Ascendant Demolition excavator operator Joe Munoz on Wednesday tears into one of two buildings on Rockefeller Avenue in Everett in preparation for a large-scale remodel of the Snohomish County Courthouse, which is set to start this summer. (Andy Bronson / The Herald)

Demolition begins, signaling start of courthouse remodel

The date for major construction was pushed back, but completion is still projected for 2021.

EVERETT — A demolition crew tore down two buildings on Rockefeller Avenue on Wednesday, presaging a major overhaul of the Snohomish County courthouse that’s set to start this summer.

By week’s end, crews should be finished removing the low-rise structures that used to house a law firm and a legal messenger service. In a few months, expect to see construction crews occupying the empty lots as a staging area as they take on $72 million in renovations at the county courthouse up the street.

“In August, we plan on a groundbreaking and I hope to see many of you there,” County Executive Dave Somers told hundreds of business and political leaders who assembled Wednesday for his annual county update speech.

The start date for major construction has been pushed back from earlier timelines, but is still projected to wrap up in early 2021. Designs show a new five-story wing with a new elevator shaft and a security-screening area.

The work also includes interior upgrades to the existing courthouse.

County leaders for well over a decade have discussed ways to fix a raft of problems in the 1967-vintage justice building. The remodel is intended to provide better security and safety; upgrade heating and ventilation systems; and install new bathrooms that are accessible for people with disabilities.

Early on during construction, the most visible changes will involve removing the veterans memorial and flag pavilion in the plaza to the north of the courthouse, where the new wing is to be built. The plan is to return the memorial, including an eternal flame, to an upgraded space near the ballot drop box and amphitheater to the east, said Ken Klein, an executive director in Somers’ office.

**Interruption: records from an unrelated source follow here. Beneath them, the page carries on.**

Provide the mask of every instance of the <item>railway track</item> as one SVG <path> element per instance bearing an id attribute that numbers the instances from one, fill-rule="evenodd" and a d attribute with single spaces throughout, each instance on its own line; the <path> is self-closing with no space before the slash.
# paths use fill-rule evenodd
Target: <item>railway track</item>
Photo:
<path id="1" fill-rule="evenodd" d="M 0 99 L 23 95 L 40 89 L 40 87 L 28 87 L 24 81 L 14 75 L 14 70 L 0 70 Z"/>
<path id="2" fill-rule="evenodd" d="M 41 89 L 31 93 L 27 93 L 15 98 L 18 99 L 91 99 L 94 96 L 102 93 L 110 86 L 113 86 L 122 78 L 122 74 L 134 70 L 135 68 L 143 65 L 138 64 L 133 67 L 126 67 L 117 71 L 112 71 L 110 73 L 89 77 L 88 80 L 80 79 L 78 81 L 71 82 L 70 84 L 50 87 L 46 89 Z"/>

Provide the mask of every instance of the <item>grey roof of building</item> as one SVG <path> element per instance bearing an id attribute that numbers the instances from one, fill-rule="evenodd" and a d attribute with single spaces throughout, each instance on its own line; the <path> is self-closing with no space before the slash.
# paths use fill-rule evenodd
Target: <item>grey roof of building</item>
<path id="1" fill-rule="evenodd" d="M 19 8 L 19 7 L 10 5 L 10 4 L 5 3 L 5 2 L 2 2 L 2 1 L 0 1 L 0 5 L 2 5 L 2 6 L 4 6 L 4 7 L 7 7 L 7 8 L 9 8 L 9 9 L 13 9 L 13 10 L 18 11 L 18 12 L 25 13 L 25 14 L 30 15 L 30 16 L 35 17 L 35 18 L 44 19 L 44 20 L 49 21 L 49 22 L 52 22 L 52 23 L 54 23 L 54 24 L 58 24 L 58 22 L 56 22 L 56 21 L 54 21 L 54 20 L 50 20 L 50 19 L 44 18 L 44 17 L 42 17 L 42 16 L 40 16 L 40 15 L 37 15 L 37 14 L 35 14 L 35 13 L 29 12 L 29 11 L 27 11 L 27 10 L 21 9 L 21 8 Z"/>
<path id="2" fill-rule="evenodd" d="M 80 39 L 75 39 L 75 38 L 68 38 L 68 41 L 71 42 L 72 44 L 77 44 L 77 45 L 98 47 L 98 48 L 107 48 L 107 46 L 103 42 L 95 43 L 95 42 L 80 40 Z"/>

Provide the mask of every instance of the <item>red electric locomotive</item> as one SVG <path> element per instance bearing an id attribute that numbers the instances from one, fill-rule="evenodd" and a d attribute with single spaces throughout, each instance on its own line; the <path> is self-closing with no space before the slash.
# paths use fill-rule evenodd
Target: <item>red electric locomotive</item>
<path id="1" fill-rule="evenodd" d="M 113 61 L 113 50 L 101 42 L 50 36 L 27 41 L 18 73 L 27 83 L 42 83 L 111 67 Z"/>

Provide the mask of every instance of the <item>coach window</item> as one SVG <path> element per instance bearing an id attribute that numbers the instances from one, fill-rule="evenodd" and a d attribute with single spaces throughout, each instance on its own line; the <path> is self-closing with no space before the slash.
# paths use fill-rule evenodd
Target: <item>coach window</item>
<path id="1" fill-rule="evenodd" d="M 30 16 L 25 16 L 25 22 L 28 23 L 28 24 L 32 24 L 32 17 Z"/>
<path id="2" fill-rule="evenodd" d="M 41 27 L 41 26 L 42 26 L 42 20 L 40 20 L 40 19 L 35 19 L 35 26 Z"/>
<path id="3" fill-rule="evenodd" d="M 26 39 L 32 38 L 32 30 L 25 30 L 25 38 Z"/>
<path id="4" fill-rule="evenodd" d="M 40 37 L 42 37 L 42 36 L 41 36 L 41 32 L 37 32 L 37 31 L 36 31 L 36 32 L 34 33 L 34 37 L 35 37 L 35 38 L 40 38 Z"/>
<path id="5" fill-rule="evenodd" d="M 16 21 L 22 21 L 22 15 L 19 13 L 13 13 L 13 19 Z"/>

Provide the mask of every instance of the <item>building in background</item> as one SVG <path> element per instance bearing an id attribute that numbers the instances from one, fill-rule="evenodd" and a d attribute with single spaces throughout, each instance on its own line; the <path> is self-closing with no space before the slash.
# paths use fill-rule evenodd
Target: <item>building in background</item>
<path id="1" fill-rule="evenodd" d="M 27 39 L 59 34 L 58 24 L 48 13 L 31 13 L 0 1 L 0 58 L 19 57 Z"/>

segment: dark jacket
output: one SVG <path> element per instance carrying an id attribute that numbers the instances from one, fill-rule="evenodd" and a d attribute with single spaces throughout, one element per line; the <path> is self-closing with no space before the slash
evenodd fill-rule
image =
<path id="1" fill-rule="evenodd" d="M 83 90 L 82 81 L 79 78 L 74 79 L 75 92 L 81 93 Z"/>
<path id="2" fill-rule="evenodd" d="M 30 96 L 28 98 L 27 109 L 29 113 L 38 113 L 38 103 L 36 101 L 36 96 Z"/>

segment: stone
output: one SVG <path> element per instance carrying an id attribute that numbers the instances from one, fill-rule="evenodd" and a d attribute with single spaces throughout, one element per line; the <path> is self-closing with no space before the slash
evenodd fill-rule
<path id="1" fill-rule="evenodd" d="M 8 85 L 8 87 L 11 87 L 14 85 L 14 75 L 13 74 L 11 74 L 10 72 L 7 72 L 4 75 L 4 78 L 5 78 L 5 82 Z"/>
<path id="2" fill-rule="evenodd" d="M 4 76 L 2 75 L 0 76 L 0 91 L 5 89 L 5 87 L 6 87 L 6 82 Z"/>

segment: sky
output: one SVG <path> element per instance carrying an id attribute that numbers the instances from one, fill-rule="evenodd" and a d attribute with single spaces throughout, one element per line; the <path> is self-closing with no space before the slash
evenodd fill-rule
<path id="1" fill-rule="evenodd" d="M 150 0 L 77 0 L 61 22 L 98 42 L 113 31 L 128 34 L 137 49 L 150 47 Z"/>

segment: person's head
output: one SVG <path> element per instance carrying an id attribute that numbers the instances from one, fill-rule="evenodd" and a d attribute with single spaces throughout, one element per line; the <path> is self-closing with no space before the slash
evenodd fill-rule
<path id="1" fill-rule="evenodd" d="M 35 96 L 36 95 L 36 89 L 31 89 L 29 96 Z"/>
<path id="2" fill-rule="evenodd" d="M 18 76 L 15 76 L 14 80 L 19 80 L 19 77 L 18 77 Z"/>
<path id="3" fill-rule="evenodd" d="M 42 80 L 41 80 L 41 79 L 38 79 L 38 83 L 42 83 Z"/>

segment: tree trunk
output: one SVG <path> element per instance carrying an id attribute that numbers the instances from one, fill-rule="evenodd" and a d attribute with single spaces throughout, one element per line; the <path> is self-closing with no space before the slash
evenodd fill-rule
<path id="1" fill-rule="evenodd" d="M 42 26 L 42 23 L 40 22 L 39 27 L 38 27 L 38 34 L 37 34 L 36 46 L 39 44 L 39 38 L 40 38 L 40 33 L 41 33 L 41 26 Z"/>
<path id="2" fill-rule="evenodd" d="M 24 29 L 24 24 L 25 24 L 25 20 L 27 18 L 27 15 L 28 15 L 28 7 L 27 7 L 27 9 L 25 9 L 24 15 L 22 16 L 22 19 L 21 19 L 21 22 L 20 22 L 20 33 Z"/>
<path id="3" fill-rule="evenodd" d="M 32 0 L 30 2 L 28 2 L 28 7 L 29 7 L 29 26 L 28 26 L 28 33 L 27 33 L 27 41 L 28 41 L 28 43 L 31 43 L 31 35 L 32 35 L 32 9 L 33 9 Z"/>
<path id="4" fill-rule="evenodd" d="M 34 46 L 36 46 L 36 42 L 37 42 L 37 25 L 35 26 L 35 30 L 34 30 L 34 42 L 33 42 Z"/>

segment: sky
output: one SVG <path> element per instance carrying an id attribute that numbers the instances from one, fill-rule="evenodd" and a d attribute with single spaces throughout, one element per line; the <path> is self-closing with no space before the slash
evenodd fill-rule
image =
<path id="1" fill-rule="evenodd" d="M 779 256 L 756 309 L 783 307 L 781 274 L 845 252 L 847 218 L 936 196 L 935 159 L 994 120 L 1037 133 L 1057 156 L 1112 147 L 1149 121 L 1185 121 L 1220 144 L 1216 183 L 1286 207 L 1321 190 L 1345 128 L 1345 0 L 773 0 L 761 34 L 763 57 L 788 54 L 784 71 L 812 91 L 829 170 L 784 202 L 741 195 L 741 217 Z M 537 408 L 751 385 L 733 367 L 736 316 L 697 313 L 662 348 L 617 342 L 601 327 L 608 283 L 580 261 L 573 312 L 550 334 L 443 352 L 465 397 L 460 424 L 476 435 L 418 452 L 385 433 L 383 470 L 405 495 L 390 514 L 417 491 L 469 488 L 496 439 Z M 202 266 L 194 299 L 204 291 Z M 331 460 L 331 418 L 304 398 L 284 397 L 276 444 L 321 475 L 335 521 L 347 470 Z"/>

There’s a raised concrete landscaping bed with grass there now.

Josh Dugan, a county planning manager and Navy veteran, has been working with local veterans on those plans.

The pair of buildings getting demolished are among six land parcels the county acquired through eminent domain in 2014. At the time, the previous county executive administration of John Lovick was pursuing a $162 million project to build an all-new eight-story courthouse to replace the old one across the street.

A majority of the County Council, who at the time included Somers, pulled the plug on the new courthouse in 2015, a week before a scheduled groundbreaking. They cited worries over costs and parking.

After Somers became executive the following year, he recommended overhauling the old courthouse, at about half the cost.

Before changing course, the county spent about $12 million on the abandoned plans, including $3.6 million on eminent domain.

Some of the five eminent domain buildings — the county also bought a small private parking lot — later fell into blight. The county plans to keep three of the buildings as office space for its employees.

The courthouse remodel would add about 29,000 square feet, expanding its current size by about 25 percent.